Now renal replacement therapy. This has been elegantly summarised in a recent review paper by Pannu in JAMA. You see here a whole set of different modalities of renal replacement therapy and it’s very hard to read for you but you can see that the summary statistics of all modalities all cross the line. There’s no hard data that support one modality over the other in treatment of acute kidney injury but it has to be said there’s no real good well-powered study yet, so we’re waiting for that.

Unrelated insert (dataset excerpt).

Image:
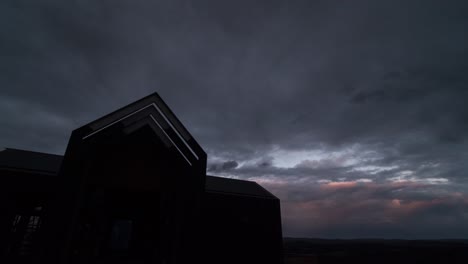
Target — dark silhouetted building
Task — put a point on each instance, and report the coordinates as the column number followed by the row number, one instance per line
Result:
column 132, row 188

What we did know was that a higher dose of continuous renal replacement therapy leads to improved survival and it was demonstrated in the hallmark study by Claudio Ronco and he demonstrated that a dose of 35 ml/kg/hour of CVVH is superior compared to a dose of 20 ml/kg/hour. This was confirmed in a Swiss study by – and he also confirmed that a higher dose of CRT leads to better survival. But there are two other studies that could not confirm this. There’s a small study by Katherine Bowman, it’s only a small study but there’s a recent study by --- that again could not confirm that high dose of continuous renal replacement therapy leads to improved survival. I summarise these data in a meta-analysis and you see there’s still a trend for better survival in patients that are treated with a higher dose but the diamond crosses the line so are lined up.

This is almost the last slide. This is kind of going down in evidence-based medicine hierarchy. You see the therapies that are on the least beaten track. High volume of hemofiltration in sepsis patients there are some observational data that demonstrated that high volume filtration leads to improved survival. High permeability hemofiltration, surrogate endpoints, improved sepsis patients and absorption there is some data that demonstrate that absorption might be of benefit in sepsis patients but definite trials have to be awaited for that.

This brings to the conclusion. Sepsis is the most important aetiology of AKI in ICU patients. 50% of AKI is caused by sepsis and 50% of sepsis patients will develop AKI. Sepsis and AKI are independent factors for mortality. The pathogenesis of AKI is multifactorial and it’s inflammation and microcirculation that play a central role in this. The therapy of AKI at least in medical therapy was still stuck with the same text book dating back to the 50s.